Rome - (Ign) - It is probably the epitome of Italian technology: an entire family of systems for space transport, thanks to which the International Space Station may be supplied with materials and reached by astronauts. These are modules designed and built by Alenia Spazio, the company of the Finmeccanica group which, through the merger with the space division of the French company Alcatel in the summer, became Alcatel Alenia Space (www.aleniapsazio.it).
The four machines developed by the Italian technicians are the MPLM, the Columbus, the Nodes system, the complex ATV programme and the Cupola system. The first, the MPLM has so far been produced in three distinct versions, named after three great Italian artists, Leonardo, Raffaello and Donatello. It is a pressurised system making it possible to "load" and "download" personnel, components and materials to or from the International Space Station. This is the characteristic which makes it almost unique in the international panorama: that of being a flexible two-way system, with a remarkable load capacity (it can transport over 3 tonnes of material) and an easily usable size. It is in fact just over 6 m long and has a diameter of 4 m and can thus easily be housed on board normal rockets.
Columbus is instead a sort of evolution of the MPLM. This is a real space laboratory designed for the study and research on fluid physics and on the biological life of micro-organisms in conditions of micro gravity. Basically, this is much more than a simple means of space connection, but rather a complex system of machinery and measurement systems which will be connected permanently to the international Space Station by the end of 2006 for no less than 10 years of operational activity. Columbus also has a cylindrical structure (6½ metres long and 4 m in diameter) and will be connected to the Station by means of a type 2 Node. This is the third member of the family of space modules designed by Alenia. And it is perhaps the most refined and technologically advanced machine produced in this field, since it allows, depending on the types of apparatus, the connection between different elements of the Space Station, making it possible to change their overall configuration while maintaining pressurised conditions.

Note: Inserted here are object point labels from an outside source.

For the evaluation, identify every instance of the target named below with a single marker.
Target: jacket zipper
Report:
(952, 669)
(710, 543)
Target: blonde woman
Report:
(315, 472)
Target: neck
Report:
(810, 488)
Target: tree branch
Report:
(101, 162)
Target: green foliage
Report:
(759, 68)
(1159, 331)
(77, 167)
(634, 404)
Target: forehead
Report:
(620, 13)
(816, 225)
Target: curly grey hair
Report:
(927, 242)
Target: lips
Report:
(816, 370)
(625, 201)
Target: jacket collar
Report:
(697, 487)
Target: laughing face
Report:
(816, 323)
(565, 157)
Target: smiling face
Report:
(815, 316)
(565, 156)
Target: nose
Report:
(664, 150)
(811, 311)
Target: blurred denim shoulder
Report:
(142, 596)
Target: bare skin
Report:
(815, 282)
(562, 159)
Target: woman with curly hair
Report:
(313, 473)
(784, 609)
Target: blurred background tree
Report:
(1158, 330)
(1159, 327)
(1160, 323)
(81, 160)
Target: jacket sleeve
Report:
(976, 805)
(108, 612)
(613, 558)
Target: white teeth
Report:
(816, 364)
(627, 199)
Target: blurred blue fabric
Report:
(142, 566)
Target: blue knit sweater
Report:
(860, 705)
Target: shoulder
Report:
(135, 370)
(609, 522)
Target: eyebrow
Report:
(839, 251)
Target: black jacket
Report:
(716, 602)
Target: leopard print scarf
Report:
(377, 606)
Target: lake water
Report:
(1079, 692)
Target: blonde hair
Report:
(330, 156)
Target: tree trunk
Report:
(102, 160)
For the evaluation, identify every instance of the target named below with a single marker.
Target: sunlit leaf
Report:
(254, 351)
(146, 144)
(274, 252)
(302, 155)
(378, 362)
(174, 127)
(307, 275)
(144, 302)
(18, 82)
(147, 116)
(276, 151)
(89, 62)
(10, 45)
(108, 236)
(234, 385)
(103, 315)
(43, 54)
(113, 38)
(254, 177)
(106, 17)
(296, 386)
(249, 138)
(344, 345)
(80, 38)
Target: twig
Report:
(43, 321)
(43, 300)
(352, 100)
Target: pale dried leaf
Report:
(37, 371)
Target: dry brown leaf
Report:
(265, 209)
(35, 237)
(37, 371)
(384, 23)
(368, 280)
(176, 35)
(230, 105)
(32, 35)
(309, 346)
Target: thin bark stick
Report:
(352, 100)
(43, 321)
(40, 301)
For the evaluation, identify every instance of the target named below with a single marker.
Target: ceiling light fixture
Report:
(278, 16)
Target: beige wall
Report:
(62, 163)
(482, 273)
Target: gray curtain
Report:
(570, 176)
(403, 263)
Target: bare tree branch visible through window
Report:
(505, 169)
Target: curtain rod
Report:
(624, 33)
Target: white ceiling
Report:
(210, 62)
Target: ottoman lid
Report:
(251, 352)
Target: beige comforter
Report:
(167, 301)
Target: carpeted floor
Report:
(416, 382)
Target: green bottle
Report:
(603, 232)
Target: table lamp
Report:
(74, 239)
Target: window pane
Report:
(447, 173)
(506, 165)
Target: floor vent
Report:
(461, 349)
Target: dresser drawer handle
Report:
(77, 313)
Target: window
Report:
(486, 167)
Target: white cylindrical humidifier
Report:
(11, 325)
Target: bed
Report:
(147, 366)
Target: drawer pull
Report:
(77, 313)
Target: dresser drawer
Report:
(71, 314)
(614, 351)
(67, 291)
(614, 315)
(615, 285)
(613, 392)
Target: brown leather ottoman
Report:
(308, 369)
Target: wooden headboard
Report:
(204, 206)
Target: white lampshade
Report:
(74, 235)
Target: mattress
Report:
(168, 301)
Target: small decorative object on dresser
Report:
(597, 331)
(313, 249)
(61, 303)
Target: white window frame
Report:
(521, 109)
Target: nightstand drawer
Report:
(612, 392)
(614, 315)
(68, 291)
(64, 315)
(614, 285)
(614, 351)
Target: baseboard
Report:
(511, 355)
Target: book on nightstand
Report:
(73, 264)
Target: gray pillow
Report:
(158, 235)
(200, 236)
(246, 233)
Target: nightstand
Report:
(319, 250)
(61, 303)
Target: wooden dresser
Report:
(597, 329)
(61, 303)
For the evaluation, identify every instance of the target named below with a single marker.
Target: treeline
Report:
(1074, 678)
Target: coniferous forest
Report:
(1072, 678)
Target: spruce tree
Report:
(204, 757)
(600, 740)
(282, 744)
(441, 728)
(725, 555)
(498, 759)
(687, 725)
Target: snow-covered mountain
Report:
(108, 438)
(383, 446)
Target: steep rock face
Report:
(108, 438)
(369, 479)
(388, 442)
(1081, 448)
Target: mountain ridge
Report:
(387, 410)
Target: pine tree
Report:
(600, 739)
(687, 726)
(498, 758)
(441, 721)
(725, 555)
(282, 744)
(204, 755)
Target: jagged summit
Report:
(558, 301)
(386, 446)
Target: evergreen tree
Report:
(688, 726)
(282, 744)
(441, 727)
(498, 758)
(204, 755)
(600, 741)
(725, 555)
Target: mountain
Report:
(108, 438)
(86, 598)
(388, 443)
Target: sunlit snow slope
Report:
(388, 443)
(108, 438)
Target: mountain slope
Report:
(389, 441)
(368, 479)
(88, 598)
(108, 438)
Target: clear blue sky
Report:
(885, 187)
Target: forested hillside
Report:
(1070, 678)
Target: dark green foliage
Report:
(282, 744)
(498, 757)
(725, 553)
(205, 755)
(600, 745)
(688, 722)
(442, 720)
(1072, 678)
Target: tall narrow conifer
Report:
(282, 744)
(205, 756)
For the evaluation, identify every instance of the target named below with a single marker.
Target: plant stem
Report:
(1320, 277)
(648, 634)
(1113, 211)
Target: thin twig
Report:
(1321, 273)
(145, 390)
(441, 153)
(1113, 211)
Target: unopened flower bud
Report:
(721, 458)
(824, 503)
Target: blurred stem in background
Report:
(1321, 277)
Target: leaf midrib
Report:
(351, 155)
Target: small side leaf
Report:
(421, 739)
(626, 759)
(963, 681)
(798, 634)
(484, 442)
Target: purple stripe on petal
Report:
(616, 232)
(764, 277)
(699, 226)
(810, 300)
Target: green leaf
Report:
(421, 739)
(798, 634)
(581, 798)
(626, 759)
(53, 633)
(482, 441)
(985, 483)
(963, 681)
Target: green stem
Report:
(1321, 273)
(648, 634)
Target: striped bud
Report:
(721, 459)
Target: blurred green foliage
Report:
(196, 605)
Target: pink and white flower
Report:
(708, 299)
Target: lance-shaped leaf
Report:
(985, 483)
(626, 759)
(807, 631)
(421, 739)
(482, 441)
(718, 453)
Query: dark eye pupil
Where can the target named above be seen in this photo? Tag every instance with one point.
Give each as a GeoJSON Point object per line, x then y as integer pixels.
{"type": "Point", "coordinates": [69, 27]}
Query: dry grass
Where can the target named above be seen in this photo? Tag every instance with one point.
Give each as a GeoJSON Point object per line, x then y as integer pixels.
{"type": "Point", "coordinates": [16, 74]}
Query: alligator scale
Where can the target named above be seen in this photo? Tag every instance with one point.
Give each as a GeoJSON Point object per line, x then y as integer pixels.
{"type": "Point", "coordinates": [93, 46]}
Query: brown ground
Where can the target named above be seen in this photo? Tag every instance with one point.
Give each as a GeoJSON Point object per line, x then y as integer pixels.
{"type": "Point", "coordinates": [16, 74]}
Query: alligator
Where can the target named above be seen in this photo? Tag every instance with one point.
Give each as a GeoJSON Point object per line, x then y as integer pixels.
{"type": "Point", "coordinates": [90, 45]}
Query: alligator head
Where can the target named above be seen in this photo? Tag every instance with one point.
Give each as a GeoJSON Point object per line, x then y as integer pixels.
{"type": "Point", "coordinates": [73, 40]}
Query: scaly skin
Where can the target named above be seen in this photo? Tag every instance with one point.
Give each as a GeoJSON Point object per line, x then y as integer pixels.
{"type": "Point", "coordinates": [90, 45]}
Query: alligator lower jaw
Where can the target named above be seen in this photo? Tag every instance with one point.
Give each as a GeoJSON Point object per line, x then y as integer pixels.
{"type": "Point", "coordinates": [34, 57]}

The ATV programme, developed by the European Space Agency, and with the fundamental participation of Alenia, foresees the production of a automated logistics system for refuelling the Space Station. Launched by an Ariane 5 rocket, the ATV system will automatically reach the Station, with a transport capacity of over 7 tonnes of materials. On re-entry into the atmosphere, the module will self-destruct, since its recovery would be excessively costly. This is something, however, that will certainly not happen to the fifth module of the Alenia family, the Cupola. This is a small pressurised structure with a diameter of only 2 m and 1½ metres long. It will be docked by 2009 using a type 3 Node system and will make it possible to perform observations and measurements of all kinds, also regarding the International Space Station itself. Its particular configuration has made it necessary to develop particularly sophisticated systems for protection from meteorites, making Cupola a sort of special research laboratory which can provide information and experience of increasing scientific importance.